Bruce Hall, Oct, 19, 2010
In the lobby of Bruce Hall, President V. Lane Rawlins sat down with about 30 students for his first Really, let's talk session of the fall 2010 semester.
President Rawlins, whose tenure started in May, introduced himself to the crowd, saying that he was lured out of retirement because he missed working with students. President Rawlins retired as president of Washington State University in 2007 after seven years.
"I missed the opportunity of being there when minds are being opened and transformed, when you’re growing up and thinking about the future," he said.
Together, they addressed students' questions, which touched on spending, international outreach efforts, sustainability efforts and the university's drug policy.
Tuition and how it is spent was the topic of the first question.
Rawlins emphasized that as a public university, UNT is a nonprofit, service-oriented entity. He explained to students that UNT, like most universities, spends a majority of its money on its people.
Increasing scholarships for students and attracting nationally known faculty and researchers is a priority for the university, he said.
"We want faculty doing research primarily because we want faculty here who are on the cutting edge of their fields, who are thinking about what tomorrow is going to be," he said. "So when you are exposed to that faculty, you’re exposed to people who are going to lead you into tomorrow, not tell you what yesterday was."
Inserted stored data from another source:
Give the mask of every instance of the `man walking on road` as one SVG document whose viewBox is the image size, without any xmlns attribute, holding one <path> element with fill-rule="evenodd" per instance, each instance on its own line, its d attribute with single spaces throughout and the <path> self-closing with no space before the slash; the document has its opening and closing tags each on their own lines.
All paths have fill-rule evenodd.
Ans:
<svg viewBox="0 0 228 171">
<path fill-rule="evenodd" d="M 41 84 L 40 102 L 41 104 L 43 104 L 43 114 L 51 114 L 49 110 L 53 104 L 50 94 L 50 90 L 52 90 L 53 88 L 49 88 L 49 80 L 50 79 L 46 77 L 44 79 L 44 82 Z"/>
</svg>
Putting students first is the university's ultimate focus, Rawlins and Provost Burggren emphasized.
"There’s a big caring here for your educational process," Rawlins told students. "So, if you feel that there is a particular area where we’re failing to put the right people in the classroom, we want to know that."
International outreach efforts
UNT's partnerships with countries around the globe also came up for discussion.
Internationalization is one of UNT's objectives as an institution, Burggren told students.
It can range from enhancing study abroad opportunities, creating exchange programs or developing productive research relationships with universities in other countries, he said.
Rawlins added that becoming familiar with people from diverse cultural backgrounds can be an important part of students' undergraduate education.
"I think we’re really pushing it in every dimension we can find, with the hope that when you graduate from UNT your appreciation of this diverse world in which you live will be heightened," Rawlins said.
International relationships also benefit faculty and research.
"It's also life-changing for our faculty and for our staff to open their eyes and work with scientists from around the country," Rawlins said. "We have a wonderful arrangement with the southern-most university in the world in Chile, and that experience for many of our faculty and researchers has been really enlightening, and it incidentally has yielded some world-class research at the same time."
Another student asked about the university's sustainability efforts.
UNT has made building LEED-certified facilities its standard, Rawlins told students. LEED-certified buildings are constructed with energy-efficient materials and adhere to green building practices. This fall UNT opened its first of three new LEED-certified buildings, the Life Sciences Complex, which will soon be followed by the Business Leadership Building and the new stadium.
"We've made sustainability a serious goal," he said.
The university also has launched a campuswide energy savings project with Schneider Electric to help cut costs and become more environmentally sustainable, he said. The new project is expected to increase energy savings on campus to an estimated $3.2 million a year. The three-year project will make energy-efficient upgrades to more than 120 buildings on campus.
While the university is serious about energy savings, projects must be cost-effective so that they are not taking funding out of classrooms, Rawlins said.
The university's drug policy also came up when a student asked about the university's zero tolerance policy.
UNT is trying to do what is best for students, Rawlins told students.
"This is a public university and I am a public official. One of the things that all public officials have to do when they hold public office is they have to uphold the law," Rawlins said.
With, the vice president for student affairs, said that UNT's policy is more lenient today. Instead of automatic suspensions for violations, the university now considers whether it's a student's first or second violation.
"The more times you violate and the more severe the violation, the less likely you are to remain with us," she said.
After answering a few more questions, President Rawlins ended the hour-long session and thanked the students for coming.